LA veille du jour de l’an, les fils et le gendre des Deschamps se trouvaient réunis chez lui afin de passer tout le lendemain ensemble. C’était là une habitude à laquelle aucun d’eux n’aurait osé déroger. L’on échangeait des souhaits de bonne année et l’on fricotait comme au bon vieux temps. Lorsqu’on repartait, chacun trouvait dans le fond de sa voiture un paquet de vêtements, bas, mitaines, tuques, chemises, confectionnés par Mâço, de quoi tenir les petits chaudement pendant l’hiver.

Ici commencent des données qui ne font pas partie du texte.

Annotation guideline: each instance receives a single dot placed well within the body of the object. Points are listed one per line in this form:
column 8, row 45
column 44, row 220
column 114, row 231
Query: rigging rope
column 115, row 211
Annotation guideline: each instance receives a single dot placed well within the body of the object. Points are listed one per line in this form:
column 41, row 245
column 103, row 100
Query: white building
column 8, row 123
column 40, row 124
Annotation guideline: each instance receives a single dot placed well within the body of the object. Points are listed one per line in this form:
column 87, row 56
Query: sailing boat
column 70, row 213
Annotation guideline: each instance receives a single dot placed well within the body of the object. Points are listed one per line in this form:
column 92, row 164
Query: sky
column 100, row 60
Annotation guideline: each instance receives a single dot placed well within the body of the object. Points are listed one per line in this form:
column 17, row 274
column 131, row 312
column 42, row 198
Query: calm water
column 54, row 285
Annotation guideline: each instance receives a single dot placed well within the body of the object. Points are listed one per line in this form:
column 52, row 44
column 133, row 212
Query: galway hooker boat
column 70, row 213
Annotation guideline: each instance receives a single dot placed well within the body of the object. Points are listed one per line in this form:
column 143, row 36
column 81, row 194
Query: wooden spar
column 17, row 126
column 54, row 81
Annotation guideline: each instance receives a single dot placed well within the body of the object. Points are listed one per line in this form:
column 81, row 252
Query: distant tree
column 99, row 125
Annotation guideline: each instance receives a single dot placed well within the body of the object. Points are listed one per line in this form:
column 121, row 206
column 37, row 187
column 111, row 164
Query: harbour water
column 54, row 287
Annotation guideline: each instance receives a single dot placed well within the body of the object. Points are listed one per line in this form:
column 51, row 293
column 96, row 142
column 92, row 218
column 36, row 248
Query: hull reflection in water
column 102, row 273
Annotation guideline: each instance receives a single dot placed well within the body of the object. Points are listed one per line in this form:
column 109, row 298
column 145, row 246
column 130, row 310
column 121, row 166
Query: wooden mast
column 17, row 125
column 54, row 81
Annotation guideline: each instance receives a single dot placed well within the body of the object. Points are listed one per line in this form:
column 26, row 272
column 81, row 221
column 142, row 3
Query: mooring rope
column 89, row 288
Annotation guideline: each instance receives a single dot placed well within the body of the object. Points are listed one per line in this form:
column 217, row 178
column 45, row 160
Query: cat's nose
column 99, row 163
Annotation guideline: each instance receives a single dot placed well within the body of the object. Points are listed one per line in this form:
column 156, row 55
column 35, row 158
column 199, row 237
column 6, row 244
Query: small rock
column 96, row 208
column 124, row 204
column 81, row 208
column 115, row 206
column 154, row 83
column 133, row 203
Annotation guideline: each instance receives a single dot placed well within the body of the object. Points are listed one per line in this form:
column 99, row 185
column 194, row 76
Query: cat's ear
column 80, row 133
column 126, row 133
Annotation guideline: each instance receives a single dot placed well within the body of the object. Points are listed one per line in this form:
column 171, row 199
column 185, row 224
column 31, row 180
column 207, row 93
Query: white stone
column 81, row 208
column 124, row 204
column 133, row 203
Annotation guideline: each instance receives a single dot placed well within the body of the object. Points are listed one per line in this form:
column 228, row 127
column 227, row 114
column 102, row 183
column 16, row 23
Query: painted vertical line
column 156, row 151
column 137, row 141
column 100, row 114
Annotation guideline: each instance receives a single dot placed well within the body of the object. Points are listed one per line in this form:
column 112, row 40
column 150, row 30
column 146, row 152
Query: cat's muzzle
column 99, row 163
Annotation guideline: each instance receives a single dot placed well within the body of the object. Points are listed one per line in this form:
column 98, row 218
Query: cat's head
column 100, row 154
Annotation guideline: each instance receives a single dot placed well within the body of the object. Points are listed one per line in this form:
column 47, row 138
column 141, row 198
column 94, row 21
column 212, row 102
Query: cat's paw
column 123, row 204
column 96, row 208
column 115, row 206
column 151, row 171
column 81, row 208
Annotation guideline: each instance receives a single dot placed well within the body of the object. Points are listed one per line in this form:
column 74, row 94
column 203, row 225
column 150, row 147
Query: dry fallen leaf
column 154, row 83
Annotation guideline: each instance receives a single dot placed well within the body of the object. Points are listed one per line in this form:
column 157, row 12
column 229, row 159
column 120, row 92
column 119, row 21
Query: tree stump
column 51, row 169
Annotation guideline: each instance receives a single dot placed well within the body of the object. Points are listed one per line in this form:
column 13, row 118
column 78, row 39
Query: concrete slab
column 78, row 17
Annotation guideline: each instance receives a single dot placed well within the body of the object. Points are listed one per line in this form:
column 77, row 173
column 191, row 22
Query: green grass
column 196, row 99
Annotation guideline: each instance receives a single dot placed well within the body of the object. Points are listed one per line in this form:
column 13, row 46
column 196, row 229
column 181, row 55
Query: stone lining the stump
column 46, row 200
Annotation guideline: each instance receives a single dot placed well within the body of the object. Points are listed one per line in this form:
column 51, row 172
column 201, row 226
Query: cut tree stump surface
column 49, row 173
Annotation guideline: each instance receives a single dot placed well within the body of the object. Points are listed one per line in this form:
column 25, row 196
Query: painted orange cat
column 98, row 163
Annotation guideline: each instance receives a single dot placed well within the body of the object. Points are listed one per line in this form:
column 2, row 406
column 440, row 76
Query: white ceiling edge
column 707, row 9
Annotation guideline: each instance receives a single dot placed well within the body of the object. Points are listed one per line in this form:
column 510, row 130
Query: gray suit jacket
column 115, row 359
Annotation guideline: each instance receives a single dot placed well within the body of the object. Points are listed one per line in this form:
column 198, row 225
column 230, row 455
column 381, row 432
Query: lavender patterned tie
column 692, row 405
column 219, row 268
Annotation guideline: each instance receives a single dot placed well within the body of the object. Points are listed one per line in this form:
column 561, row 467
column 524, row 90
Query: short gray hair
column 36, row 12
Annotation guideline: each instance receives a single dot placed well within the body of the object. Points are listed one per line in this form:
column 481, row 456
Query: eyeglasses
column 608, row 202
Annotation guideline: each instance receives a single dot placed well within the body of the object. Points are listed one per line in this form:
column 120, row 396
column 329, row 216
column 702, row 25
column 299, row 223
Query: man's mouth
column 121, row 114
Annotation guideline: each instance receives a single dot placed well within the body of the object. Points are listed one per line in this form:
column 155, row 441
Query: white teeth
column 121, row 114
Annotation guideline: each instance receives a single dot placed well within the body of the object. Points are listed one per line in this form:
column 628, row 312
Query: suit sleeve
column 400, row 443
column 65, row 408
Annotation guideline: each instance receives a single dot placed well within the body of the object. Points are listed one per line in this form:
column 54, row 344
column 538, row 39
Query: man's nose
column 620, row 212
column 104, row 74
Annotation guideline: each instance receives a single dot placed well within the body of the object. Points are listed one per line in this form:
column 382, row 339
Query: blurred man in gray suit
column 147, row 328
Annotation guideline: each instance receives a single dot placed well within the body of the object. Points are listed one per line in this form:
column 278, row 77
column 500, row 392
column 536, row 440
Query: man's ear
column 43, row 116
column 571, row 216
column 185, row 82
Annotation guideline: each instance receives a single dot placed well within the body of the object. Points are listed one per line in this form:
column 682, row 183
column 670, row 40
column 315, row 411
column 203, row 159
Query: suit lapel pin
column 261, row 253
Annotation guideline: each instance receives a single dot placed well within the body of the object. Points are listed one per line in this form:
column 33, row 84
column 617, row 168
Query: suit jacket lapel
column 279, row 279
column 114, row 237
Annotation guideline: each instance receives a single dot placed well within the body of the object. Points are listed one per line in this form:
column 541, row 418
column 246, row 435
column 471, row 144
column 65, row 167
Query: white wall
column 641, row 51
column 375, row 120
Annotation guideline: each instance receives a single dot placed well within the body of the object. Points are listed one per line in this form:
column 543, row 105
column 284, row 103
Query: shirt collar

Entre ses enfants, Mâço avait un faible pour sa fille Caroline. C’était elle qui recevait toujours la plus grosse part de ses cadeaux. La vieille mère employait à tricoter ses nombreuses heures de loisir et, comme résultat, Caroline avait plus d’articles de lainage qu’elle n’en pourrait user durant sa vie. Cette préférence provoquait un peu de jalousie chez ses frères.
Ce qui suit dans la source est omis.